Publié le : 14 septembre 2020

L’affaire fera jurisprudence en Australie. Le juge du tribunal des affaires familiales de Sydney a décidé que Thomas, 16 ans, serait autorisé à effectuer une « transition de genre », en dépit du refus de sa mère. Les parents de Thomas, divorcés depuis 2017, sont en désaccord sur la question : son père, soutenu par sa nouvelle compagne, encourage Thomas à devenir une fille ; sa mère s’y oppose catégoriquement, allant jusqu’au procès.

Thomas – dont le pseudo est Imogen pour le procès – et sa sœur Olivia ont assisté depuis l’enfance à « d’âpres disputes et des violences », ils ont été « profondément malheureux pendant plusieurs années ». Sa sœur a commencé à s’automutiler et à présenter des troubles du comportement. En 2018, un médecin a noté qu’ « Imogen présentait une maladie dépressive majeure associée à l’anxiété et à la panique » et le juge reconnait « qu’Imogen présente des difficultés de santé mentale coexistantes complexes et répandues ».
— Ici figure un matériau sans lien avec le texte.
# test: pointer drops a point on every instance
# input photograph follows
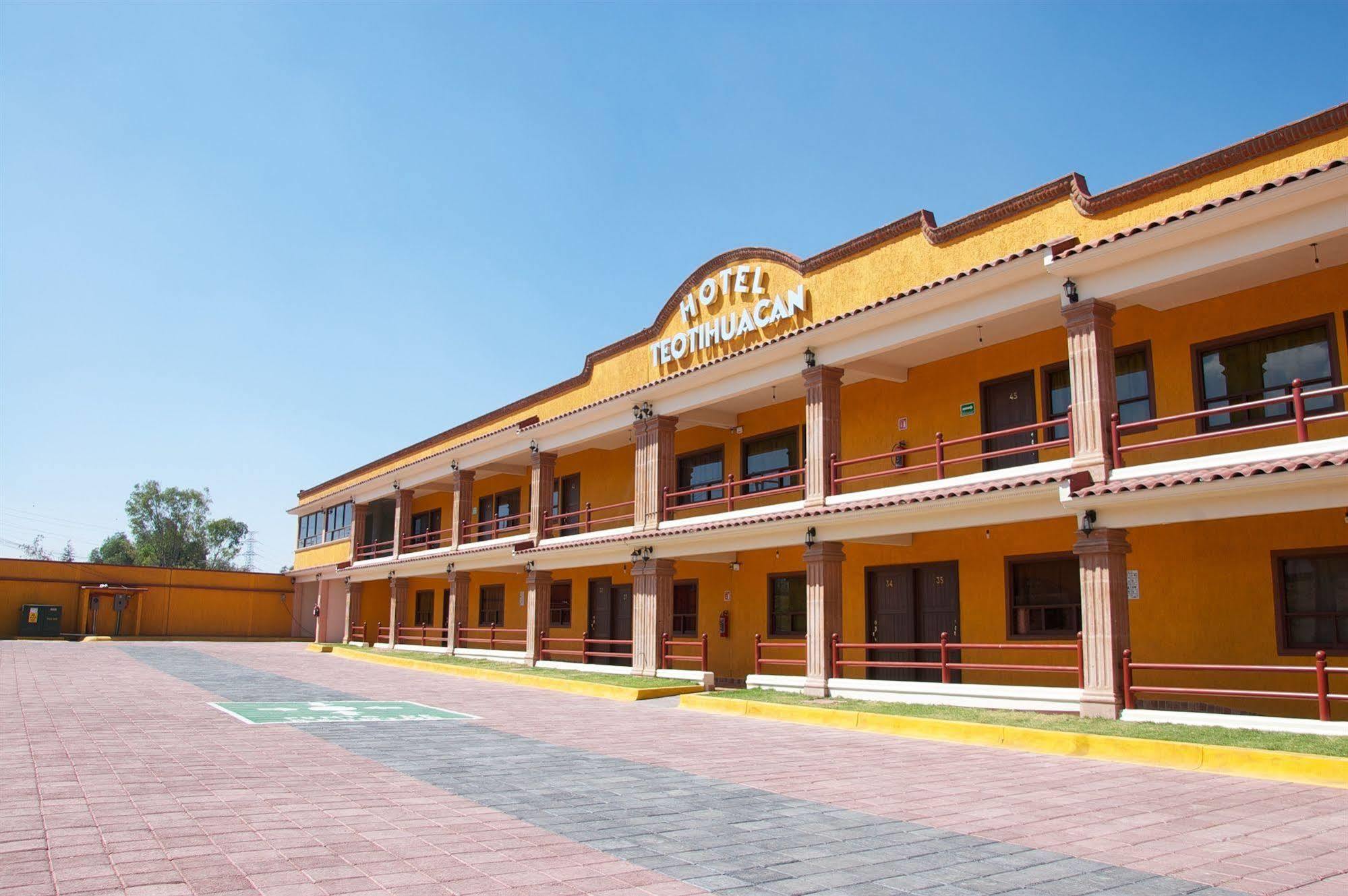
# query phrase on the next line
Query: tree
(173, 527)
(116, 549)
(34, 550)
Avec l’aide de sa belle-mère, Thomas a déjà fait congeler son sperme l’année dernière et acheté des hormones féminisantes sur Internet.
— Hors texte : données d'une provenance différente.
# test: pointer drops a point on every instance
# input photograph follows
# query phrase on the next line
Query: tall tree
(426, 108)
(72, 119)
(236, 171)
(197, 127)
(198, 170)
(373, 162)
Selon la loi australienne, un adolescent responsable peut initier un traitement hormonal de changement de sexe à partir de l’âge de 16 ans, sauf si l’un des parents s’y oppose. Dans ce cas précis, la mère a argué que son fils « était incapable de comprendre pleinement le traitement aux hormones sexuelles croisées » et « avait une confiance mal placée dans les effets positifs de la transition ». Elle estime qu’il n’est pas « Gillick compétent », la norme utilisée pour « déterminer si un enfant peut prendre des décisions juridiquement contraignantes ». La mère de Thomas est convaincue que les difficultés d’identité de son fils relèvent plutôt de la psychothérapie, et non d’un médicament. « Quelle que soit la façon dont on le considère, Imogen est un adolescent très perturbé. Un changement de sexe ne changera peut-être pas grand-chose à cela. »

Le juge du tribunal des affaires familiales de Sydney a donné raison à l’adolescent, laissant de côté les arguments de sa mère. Il va commencer à prendre son traitement hormonal de modification.